The logical incoherence of Trudeau’s position would be laughable in a sane era. Is Trudeau not aware of how few cases of Covid transmission occurred on airplanes in the many months prior to the vaccines (so few, despite the lack of distancing, that air travel doesn’t even warrant its own category in Canadian government reporting on viral outbreaks)? But logic is no longer in play in a country gripped by irrational fear. Trudeau’s scenario encourages every already-terrified mother to regard an unvaccinated person as not only a mouth-foaming “anti-vaxxer” extremist but also as a potential murderer of her child (despite the fact that fewer children have died from Covid since the start of the pandemic than die in a regular flu season in Canada).
The appeal to raw hatred could not be much more evident. In Trudeau’s words, his opponents are not just wrong, “they are putting at risk their own kids, and they are putting at risk our kids as well.” It is small wonder that, according to the Angus Reid Institute, a near-majority of Canadians “don’t think unvaccinated individuals should have the same priority for medical treatment if they become sick with COVID-19.” Such a bigoted and cruelly vindictive mindset would normally be cause for concern in a civilized country, but in Canada today, it is being enthusiastically promoted by the country’s own leadership.
It is hard to believe that Trudeau the angry demagogue is the same person who, after the Boston bombings in 2013, which killed 3 people, blew off the limbs of 17, and injured hundreds of others, said in an interview with CBC’s Peter Mansbridge that the two men who perpetrated the atrocity clearly felt “completely excluded” from their society. The last thing Canada should do, he stressed, was make people like them feel even more excluded by pointing fingers at members of identifiable groups and cultivating a culture of fear and mistrust. It was quite the performance.

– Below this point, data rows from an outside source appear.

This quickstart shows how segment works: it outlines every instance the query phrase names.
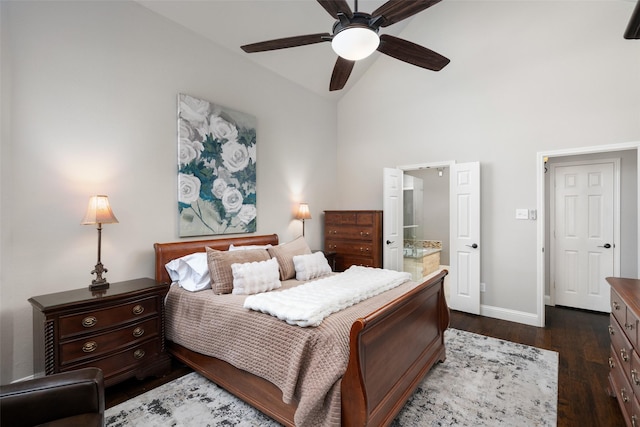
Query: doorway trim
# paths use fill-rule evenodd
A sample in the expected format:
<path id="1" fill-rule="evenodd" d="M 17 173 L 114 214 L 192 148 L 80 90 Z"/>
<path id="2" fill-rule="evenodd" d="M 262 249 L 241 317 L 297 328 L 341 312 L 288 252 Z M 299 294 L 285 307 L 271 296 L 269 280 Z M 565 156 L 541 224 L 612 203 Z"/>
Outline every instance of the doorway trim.
<path id="1" fill-rule="evenodd" d="M 544 185 L 544 168 L 545 168 L 545 158 L 548 157 L 560 157 L 560 156 L 575 156 L 580 154 L 593 154 L 593 153 L 612 153 L 615 151 L 624 151 L 624 150 L 637 150 L 636 155 L 638 156 L 638 160 L 640 161 L 640 141 L 634 142 L 623 142 L 619 144 L 610 144 L 610 145 L 596 145 L 592 147 L 580 147 L 580 148 L 568 148 L 563 150 L 549 150 L 549 151 L 539 151 L 536 154 L 536 182 L 537 182 L 537 209 L 539 212 L 538 215 L 538 227 L 537 227 L 537 298 L 536 298 L 536 315 L 537 315 L 537 326 L 544 327 L 545 326 L 545 247 L 547 247 L 545 228 L 546 228 L 546 217 L 545 217 L 545 200 L 546 200 L 546 191 Z M 640 196 L 640 173 L 638 173 L 637 177 L 638 186 L 637 191 Z M 638 225 L 640 226 L 640 197 L 638 198 Z M 639 228 L 640 230 L 640 228 Z M 640 248 L 640 232 L 636 239 Z M 640 267 L 640 250 L 638 251 L 638 259 L 636 260 L 638 266 Z M 640 270 L 640 268 L 639 268 Z"/>

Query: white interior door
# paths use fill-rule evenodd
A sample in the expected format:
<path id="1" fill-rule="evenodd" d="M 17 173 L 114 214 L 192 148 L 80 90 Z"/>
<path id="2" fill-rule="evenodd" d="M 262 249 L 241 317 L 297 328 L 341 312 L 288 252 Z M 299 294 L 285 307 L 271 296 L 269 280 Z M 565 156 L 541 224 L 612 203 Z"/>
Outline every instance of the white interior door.
<path id="1" fill-rule="evenodd" d="M 551 271 L 556 304 L 611 310 L 605 278 L 614 275 L 617 252 L 616 163 L 552 165 Z"/>
<path id="2" fill-rule="evenodd" d="M 384 268 L 402 271 L 402 176 L 400 169 L 384 168 L 382 260 Z"/>
<path id="3" fill-rule="evenodd" d="M 480 314 L 480 163 L 451 166 L 449 307 Z"/>

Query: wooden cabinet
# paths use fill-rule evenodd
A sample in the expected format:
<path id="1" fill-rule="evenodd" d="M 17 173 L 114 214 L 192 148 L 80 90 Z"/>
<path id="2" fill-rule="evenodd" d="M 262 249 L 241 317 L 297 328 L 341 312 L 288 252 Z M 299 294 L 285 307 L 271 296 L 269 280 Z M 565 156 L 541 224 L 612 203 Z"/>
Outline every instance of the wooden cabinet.
<path id="1" fill-rule="evenodd" d="M 336 271 L 382 267 L 382 211 L 324 211 L 324 249 L 336 253 Z"/>
<path id="2" fill-rule="evenodd" d="M 33 306 L 34 370 L 50 375 L 84 367 L 102 369 L 105 385 L 163 375 L 164 296 L 169 286 L 152 279 L 112 283 L 29 299 Z"/>
<path id="3" fill-rule="evenodd" d="M 608 277 L 611 285 L 609 384 L 627 426 L 640 425 L 640 280 Z"/>

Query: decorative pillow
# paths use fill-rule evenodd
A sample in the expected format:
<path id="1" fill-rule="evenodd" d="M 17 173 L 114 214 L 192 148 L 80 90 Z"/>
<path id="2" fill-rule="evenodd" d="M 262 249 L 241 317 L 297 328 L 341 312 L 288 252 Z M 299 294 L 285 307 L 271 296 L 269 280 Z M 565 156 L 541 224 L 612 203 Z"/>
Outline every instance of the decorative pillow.
<path id="1" fill-rule="evenodd" d="M 267 261 L 231 264 L 231 271 L 233 272 L 233 294 L 252 295 L 282 286 L 279 280 L 278 260 L 275 258 Z"/>
<path id="2" fill-rule="evenodd" d="M 322 252 L 293 257 L 297 280 L 311 280 L 331 273 L 331 267 Z"/>
<path id="3" fill-rule="evenodd" d="M 211 288 L 211 276 L 207 266 L 206 252 L 196 252 L 172 259 L 164 268 L 172 282 L 191 292 Z"/>
<path id="4" fill-rule="evenodd" d="M 289 280 L 296 276 L 296 268 L 293 265 L 295 255 L 311 253 L 311 249 L 302 236 L 290 242 L 267 248 L 267 251 L 269 251 L 271 258 L 276 258 L 280 264 L 280 280 Z"/>
<path id="5" fill-rule="evenodd" d="M 216 251 L 207 248 L 207 263 L 211 274 L 211 288 L 216 294 L 230 294 L 233 290 L 233 272 L 231 264 L 266 261 L 269 253 L 265 249 L 247 251 Z"/>
<path id="6" fill-rule="evenodd" d="M 234 246 L 233 243 L 229 246 L 229 251 L 250 251 L 251 249 L 267 249 L 271 247 L 271 243 L 267 245 L 245 245 Z"/>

Let’s take a moment for comparison. The men who made the Boston Marathon bombs had carefully planned as much death and dismemberment as possible, targeting people who had done them no harm to advance a remote political agenda. In contrast, those refusing injection do not wish to harm anyone; most simply prefer to make their own choice about when and if they take what they believe, with abundant evidence, to be an inadequately tested substance whose safety and efficacy are far from assured. At the present time, there are about 6 million of them in the country, an ever-shrinking but still significant minority for whom Trudeau’s expressions of disgust are unsettling, to say the least.

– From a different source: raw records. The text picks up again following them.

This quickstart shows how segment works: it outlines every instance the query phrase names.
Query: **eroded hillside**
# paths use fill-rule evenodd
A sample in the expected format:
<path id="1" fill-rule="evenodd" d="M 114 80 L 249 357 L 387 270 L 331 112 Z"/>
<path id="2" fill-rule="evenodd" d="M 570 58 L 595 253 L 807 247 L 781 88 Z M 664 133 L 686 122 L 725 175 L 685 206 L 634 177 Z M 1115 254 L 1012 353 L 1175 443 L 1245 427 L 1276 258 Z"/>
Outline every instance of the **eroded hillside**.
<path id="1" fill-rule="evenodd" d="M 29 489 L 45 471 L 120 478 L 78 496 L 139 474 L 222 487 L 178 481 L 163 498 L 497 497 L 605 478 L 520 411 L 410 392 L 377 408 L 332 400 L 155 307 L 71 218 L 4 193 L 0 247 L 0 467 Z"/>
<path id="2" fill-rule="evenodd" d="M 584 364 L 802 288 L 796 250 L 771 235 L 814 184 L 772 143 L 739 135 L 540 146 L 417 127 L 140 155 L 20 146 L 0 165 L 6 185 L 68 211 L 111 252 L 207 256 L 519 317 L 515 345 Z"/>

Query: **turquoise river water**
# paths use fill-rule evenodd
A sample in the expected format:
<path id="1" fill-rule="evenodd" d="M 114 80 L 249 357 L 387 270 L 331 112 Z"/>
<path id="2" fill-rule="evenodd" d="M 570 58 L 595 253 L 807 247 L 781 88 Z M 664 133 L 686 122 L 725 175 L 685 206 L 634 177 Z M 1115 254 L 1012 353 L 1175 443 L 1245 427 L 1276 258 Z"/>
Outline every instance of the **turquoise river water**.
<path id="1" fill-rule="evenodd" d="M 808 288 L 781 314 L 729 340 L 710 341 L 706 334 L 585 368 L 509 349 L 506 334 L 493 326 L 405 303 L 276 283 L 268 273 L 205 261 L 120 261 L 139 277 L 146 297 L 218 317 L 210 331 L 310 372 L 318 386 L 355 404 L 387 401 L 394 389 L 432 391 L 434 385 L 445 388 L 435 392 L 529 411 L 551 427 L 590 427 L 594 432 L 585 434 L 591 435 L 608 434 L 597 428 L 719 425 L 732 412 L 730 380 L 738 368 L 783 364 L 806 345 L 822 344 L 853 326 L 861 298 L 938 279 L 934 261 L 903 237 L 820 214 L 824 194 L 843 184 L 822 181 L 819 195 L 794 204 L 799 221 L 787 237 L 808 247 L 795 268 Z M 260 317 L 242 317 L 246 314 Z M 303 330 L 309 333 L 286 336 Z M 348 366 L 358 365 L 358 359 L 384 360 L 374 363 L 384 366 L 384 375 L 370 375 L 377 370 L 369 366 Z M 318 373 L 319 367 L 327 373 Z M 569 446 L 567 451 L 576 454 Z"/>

Targeting one’s political opponents as evil-doers who pose an imminent threat to the lives of children is clearly not an appeal to unity or calm; in fact, it is just steps away from incitement to violence. The Trudeau government has not only deliberately hidden from Canadians the minimal threat posed by Covid-19 to the general population, especially to the young and healthy, but has persistently targeted the unvaccinated as killers who should be, at the least, segregated and punished for their refusal. A leader who expresses such detestation for his own people—and encourages frightened followers to participate in their dehumanization—should not be trusted with the reins of government.